Die von der WHO aufgestellten Kriterien werden bei Studien zur Computerspielabhängigkeit unterschiedlich zusammengesetzt und angewendet, wodurch verschiedene Studien zu unterschiedlichen Zahlen gelangen. Obwohl die Anteile derer, die den Abhängigkeitskriterien in Bezug auf Computerspiele entsprechen, schwanken, zeigt sich: Computerspielabhängigkeit ist kein Massenphänomen, sondern betrifft Einzelfälle. Um nachzuvollziehen, wie Computerspielabhängikeit entstehen kann, müssen zum einen der/die ComputerspielerIn in seinem/ihrem lebensweltlichen Kontext betrachtet und zum anderen die relevanten Spieleinhalte analysiert werden, denen sich die ComputerspielerInnen in exzessivem Maße zuwenden.

Gründe für exzessives Computerspielen

Exzessives Computerspielen ist vor allem auf sogenannte eskapistische und kompensatorische Motive zurückzuführen. Demnach können Computerspiele dann zum einen als Fluchtmöglichkeit aus Lebenslagen dienen, die als problematisch empfunden werden. Zum anderen können die Spiele dabei helfen, Stress zu bewältigen, die eigene Stimmung zu verbessern, den Wunsch nach sozialer Anerkennung und Zugehörigkeit zu erfüllen oder auch die Gelegenheit bieten, Macht und Kontrolle auszuüben. Der exzessive Umgang mit Computerspielen ist mit verschiedenen psychischen Problemen, wie Depressionen und Angst, verbunden. Exzessives Computerspielen geht bei Heranwachsenden in der Regel einher mit einem problematischen familiären Hintergrund, schlechten Schulleistungen, Angst vor der Schule, einem geringen Selbstwertgefühl und einem kritischen Verhältnis zu Gleichaltrigen. Dabei sind Jungen eher betroffen als Mädchen, da sie sich meist öfter und intensiver mit Computerspielen befassen. Inwiefern bestimmte Eigenschaften von Computerspielen eine exzessive Nutzung befördern können, ist noch nicht genügend erforscht. Bisher wird angenommen, dass der hohe Stellenwert sozialer Interaktion, die Bedeutung von Belohnungselementen und das Ausbleiben eines Schlusspunktes in der Spielhandlung eine exzessive Zuwendung zu Spielen unterstützen können. Veranlagungen, wie etwa Störungen der Impulskontrolle, aber auch Depressionen und fehlende Erfolgserlebnisse können eine exzessive Nutzung befördern. Zudem können sich die Spielenden in der virtuellen Welt Belohnungen selbst verschaffen. In der Realität besteht eine Entwicklungsaufgabe für Heranwachsende darin, das Bedürfnis, belohnt zu werden, an die gesellschaftlichen Regeln und Gegebenheiten anzupassen und zu lernen, dass nicht auf jede Handlung Lob folgt. Dies ist in Computerspielen anders.

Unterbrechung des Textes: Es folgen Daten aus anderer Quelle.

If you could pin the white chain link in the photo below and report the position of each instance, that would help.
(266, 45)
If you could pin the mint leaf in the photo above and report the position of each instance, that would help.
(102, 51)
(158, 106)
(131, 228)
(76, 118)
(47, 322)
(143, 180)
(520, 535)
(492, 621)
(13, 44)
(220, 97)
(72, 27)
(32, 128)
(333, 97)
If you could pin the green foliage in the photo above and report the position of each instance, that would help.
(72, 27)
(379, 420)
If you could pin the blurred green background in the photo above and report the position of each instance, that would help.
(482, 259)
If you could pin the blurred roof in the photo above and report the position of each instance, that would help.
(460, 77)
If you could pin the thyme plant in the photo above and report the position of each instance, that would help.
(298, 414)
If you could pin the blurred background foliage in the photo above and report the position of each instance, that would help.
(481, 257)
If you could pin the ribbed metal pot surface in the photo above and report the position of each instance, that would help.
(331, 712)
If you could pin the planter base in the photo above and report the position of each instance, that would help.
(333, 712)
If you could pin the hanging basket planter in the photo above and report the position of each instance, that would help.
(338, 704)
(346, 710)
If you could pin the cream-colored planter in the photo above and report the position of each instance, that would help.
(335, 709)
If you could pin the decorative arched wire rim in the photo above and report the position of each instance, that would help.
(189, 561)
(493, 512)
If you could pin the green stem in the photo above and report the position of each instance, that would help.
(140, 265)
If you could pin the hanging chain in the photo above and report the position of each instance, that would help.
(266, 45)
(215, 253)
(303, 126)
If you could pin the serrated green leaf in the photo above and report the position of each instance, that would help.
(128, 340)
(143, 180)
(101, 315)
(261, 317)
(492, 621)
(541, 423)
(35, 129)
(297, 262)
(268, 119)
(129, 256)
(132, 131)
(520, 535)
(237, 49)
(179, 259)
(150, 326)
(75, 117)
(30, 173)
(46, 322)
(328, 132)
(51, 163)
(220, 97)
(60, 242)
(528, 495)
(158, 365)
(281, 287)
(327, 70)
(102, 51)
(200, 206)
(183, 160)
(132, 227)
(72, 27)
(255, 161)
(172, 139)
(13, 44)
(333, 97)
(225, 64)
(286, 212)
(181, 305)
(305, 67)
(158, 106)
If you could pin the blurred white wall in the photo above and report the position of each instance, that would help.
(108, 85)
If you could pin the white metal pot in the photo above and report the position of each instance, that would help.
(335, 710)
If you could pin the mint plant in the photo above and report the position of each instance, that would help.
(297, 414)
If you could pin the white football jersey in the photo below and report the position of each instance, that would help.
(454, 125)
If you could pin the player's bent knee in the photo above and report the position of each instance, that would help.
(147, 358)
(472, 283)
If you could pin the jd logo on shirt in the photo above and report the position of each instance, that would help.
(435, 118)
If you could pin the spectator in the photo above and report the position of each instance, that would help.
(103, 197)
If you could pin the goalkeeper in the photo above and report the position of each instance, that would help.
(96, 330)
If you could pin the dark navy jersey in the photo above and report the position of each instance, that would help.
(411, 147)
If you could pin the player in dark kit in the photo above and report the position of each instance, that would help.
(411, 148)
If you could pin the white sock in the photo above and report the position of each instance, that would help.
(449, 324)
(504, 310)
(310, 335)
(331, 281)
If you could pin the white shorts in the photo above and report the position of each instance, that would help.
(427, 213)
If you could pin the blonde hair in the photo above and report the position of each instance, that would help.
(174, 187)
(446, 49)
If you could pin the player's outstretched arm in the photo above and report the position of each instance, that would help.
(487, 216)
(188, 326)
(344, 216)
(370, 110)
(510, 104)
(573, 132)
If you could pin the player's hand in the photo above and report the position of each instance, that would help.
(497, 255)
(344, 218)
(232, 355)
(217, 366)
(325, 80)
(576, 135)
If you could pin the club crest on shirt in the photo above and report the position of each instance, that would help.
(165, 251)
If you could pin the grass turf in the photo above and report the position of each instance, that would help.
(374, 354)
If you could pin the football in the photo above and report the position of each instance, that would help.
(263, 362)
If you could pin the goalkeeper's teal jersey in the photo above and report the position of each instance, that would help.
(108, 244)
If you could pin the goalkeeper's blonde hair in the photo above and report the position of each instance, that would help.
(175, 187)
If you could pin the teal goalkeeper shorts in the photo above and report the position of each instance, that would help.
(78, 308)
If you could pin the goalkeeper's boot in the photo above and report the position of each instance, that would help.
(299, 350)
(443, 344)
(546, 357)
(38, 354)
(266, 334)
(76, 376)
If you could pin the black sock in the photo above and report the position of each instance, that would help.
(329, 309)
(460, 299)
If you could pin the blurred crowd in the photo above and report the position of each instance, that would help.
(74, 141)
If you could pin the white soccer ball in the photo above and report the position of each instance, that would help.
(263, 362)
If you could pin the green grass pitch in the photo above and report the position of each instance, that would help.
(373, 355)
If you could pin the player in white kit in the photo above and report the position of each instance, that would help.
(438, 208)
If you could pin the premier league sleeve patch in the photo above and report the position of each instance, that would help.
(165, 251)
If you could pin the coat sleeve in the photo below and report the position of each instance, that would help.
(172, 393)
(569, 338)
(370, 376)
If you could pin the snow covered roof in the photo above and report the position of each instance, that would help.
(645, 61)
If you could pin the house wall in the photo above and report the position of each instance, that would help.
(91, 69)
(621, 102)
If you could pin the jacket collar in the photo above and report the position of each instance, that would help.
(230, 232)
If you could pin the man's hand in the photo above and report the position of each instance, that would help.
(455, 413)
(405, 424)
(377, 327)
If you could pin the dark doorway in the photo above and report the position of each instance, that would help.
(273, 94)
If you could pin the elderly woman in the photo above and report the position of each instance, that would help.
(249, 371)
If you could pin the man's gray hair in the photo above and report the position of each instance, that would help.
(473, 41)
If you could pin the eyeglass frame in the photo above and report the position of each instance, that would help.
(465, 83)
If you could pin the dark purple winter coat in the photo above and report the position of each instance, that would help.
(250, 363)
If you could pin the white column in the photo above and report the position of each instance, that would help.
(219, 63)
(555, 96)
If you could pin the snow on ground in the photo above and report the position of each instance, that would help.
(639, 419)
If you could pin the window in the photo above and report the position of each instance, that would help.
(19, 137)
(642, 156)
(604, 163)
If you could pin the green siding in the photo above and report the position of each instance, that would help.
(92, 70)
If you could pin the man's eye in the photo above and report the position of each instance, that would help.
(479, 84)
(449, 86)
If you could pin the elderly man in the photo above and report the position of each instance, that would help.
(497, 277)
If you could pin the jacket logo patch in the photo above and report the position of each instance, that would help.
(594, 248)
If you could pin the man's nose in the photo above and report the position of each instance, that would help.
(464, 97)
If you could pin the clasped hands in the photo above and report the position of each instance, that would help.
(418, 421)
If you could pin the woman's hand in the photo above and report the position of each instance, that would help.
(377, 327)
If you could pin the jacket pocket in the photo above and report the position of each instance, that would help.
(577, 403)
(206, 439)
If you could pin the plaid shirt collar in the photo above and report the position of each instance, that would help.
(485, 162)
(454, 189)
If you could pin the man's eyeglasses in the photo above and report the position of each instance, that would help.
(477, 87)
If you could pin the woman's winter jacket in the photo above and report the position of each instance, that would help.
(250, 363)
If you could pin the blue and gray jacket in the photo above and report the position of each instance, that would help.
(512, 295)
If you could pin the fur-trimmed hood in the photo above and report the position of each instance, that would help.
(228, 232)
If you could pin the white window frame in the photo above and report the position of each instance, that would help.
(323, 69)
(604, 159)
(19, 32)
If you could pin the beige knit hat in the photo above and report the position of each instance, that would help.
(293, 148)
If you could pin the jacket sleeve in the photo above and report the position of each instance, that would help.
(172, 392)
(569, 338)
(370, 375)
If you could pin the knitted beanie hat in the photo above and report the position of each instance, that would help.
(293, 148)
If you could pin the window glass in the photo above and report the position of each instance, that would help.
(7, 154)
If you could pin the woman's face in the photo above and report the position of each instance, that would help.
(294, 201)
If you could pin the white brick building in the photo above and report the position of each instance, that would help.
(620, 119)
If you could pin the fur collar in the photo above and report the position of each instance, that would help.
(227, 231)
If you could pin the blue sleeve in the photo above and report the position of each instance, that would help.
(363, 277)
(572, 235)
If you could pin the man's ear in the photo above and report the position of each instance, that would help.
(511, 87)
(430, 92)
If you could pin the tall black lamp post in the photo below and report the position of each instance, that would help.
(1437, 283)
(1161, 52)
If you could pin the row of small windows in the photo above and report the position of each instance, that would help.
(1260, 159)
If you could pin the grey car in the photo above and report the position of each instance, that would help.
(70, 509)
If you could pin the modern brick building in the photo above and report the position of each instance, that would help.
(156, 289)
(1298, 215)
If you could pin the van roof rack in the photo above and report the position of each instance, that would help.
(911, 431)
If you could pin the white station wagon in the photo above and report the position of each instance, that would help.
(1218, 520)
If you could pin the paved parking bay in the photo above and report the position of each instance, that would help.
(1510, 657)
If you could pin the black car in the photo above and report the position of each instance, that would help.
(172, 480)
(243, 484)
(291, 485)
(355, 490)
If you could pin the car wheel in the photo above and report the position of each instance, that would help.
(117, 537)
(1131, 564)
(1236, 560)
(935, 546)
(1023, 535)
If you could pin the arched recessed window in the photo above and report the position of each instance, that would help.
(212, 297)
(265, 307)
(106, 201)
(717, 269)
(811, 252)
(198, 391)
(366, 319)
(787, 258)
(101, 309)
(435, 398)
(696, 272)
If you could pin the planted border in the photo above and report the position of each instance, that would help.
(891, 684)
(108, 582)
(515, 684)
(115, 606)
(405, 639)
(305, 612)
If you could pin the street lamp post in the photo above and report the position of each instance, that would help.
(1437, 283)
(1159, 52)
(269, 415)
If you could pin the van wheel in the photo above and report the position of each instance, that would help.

Durch die Belohnungssysteme im Spiel erhalten die Spielenden in kurzer Zeit bei erfolgreich abgeschlossenen Aufgaben immer wieder positives Feedback.

Störung der Impulskontrolle

ICD (Internationale statistische Klassifikation der Krankheiten und verwandter Gesundheitsprobleme): „In dieser Kategorie sind verschiedene nicht an anderer Stelle klassifizierbare Verhaltensstörungen zusammengefasst. Sie sind durch wiederholte Handlungen ohne vernünftige Motivation gekennzeichnet, die nicht kontrolliert werden können und die meist die Interessen des betroffenen Patienten [sic!] oder anderer Menschen schädigen. Der betroffene Patient [sic!] berichtet von impulshaftem Verhalten. Die Ursachen dieser Störungen sind unklar, sie sind wegen deskriptiver Ähnlichkeiten hier gemeinsam aufgeführt, nicht weil sie andere wichtige Merkmale teilen.“ https://www.dimdi.de/static/de/klassi/icd-10-gm/kodesuche/onlinefassungen/htmlgm2012/block-f60-f69.htm

Entwicklungsaufgaben

Entwicklungsaufgaben beinhalten Themen, die für Heranwachsende eines bestimmten Alters eine besondere Bedeutung haben. Die Bewältigung von Entwicklungsaufgaben ist für die Entwicklung von Kindern und Jugendlichen essentiell. Entwicklungsaufgaben setzen sich zusammen aus gesellschaftlichen Anforderungen und Erwartungen (z.B. ins Berufsleben einsteigen), aus biologischen Veränderungen (z.B. Pubertät) sowie aus der Persönlichkeit des Individuums.

Wichtig!

Computerspiele alleine lösen weder Abhängigkeiten noch gewalthaltiges Handeln aus. Exzessives Computerspielen und Aggressionen sind immer im Zusammenhang mit den Veranlagungen und lebensweltlichen Kontexten der Heranwachsenden zu sehen. Eine einfache Ursache-Wirkungskette, bei der Computerspiele bestimmte Verhaltensmuster bewirken, existiert nicht. Die Lebenswelten der Kinder und Jugendlichen mitsamt ihren Erfahrungen, ihrer Lebenssituation, ihrem familiären und kulturellen Hintergrund sowie ihren Bildungschancen sind es, die für ihren Umgang mit Medien bedeutungsvoll sind. In Verbindung mit kritischen Lebenslagen können sich problematische (Medien-) Handlungsmuster ergeben, die jedoch nie allein auf Medienangebote und ihre Inhalte zurückgeführt werden können. Obgleich die Begriffe „Sucht“ und „Abhängigkeit“ in der Medienpädagogik umstritten sind, nimmt die ComputerSpielSchule das Problem des exzessiven Spielens ernst und erkennt an, dass dies soziale Probleme mit sich bringen kann, die auch von den Spielenden selbst als kritisch wahrgenommen werden. Durch bestimmte Eigenschaften und Angebote von Computerspielen fühlen sich manche Spielende mehr davon angezogen als andere. Solche Eigenschaften können die hohe Bedeutsamkeit sozialer Interaktion, motivierende Belohnungselemente sowie das Ausbleiben eines definierten Spielendes sein. Hier ist es notwendig, die Kompetenz bei Heranwachsenden zu fördern, das Bindungspotential von Computerspielen zu kennen und den eigenen Umgang mit dieser Bindungskraft kritisch zu reflektieren. Eben dies zu fördern ist eine zentrale Aufgabe der ComputerSpielSchule(n).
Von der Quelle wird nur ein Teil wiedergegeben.